Teaching

2.S982 Quantum machines in a classical world

This course is intended to address the need to describe and model state-of-the-art engineered (i.e., human-made) quantum systems. The central feature of these systems is that they are open to external intervention, either through their unavoidable contact with an undesirable (e.g., thermal) environment, or through their strong and desirable coupling to a measurement device. The imprint of the classical world on a quantum system is noise; the fingerprint of a quantum system is also noise, but of a different kind. This dichotomy between classical and quantum noise will be the leitmotif of our study.

Thus, breaking with traditional pedagogy in quantum physics, we will start from a study of classical stochastic processes, develop the mathematical tools to understand and manipulate them, and then generalize to noisy quantum systems. These concepts and tools are applicable to systems ranging in size from single trapped atoms to kilometer-scale gravitational-wave detectors, and relevant to applications ranging from the readout of quantum information processors to precision quantum sensing.

Engineers, conventionally familiar with noise, will learn to translate their understanding to quantum systems; the scientists will learn the oft-neglected and fundamental role of noise in the act of measurement.
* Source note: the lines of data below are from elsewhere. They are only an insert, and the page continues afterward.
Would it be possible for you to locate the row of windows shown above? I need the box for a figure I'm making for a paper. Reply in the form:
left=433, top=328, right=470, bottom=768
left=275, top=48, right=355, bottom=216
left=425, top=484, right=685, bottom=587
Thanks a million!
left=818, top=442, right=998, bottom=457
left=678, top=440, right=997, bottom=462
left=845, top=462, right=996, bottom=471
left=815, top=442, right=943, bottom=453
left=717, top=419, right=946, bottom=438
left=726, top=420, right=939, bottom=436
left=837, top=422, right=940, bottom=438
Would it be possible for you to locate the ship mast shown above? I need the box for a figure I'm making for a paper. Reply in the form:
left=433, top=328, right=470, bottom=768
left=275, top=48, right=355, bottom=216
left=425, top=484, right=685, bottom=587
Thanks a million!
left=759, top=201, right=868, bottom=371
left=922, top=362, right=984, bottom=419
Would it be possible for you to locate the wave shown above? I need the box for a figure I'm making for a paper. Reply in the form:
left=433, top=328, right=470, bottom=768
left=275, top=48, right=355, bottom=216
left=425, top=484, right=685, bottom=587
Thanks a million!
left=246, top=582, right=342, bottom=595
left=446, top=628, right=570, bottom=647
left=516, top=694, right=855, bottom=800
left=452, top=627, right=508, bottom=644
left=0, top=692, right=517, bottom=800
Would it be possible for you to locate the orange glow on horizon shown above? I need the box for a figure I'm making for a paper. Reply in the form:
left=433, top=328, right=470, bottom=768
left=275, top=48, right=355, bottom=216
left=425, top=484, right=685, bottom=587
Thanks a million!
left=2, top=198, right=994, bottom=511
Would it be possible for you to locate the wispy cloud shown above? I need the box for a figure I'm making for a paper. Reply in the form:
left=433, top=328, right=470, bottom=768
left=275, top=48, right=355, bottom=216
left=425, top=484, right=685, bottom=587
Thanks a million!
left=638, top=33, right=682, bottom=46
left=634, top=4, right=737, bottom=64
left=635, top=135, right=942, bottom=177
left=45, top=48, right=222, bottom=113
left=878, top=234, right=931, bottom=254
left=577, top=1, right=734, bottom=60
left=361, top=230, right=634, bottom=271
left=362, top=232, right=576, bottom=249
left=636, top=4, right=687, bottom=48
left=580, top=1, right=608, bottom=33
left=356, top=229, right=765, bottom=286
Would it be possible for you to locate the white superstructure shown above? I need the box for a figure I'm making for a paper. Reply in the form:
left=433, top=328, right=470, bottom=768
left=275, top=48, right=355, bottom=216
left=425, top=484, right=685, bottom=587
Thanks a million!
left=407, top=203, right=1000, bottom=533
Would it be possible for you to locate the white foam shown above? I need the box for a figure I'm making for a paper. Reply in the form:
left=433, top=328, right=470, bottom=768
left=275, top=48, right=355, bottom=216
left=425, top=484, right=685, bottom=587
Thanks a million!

Pre-requisites: 8.04 (or prior familiarity with basic quantum), and basic notions of statistical physics, or permission of instructor

Units: 3-0-9

Coordinates: Room 1-150, Tue/Thu 2:00-3:30pm

Syllabus

Review of classical statistical physics: equipartition theorem, fluctuation-dissipation theorem, Langevin and Fokker-Planck description of classical statistical phenomena. Development of classical stochastic calculus: Wiener process, Ito and Stratonovich calculus. Description of open quantum systems: decoherence, and measurements. Continuous-time evolution of open quantum systems on average: quantum master equation, regression theorem, quantum Langevin equation, quantum fluctuation-dissipation theorem. Applications to quantum engineering problems (cavity/circuit QED, optomechanics). Evolution of open quantum systems in real-time: quantum trajectories, quantum stochastic calculus. Applications to continuous measurement, feedback, and quantum information processing devices. Quantum state filtering.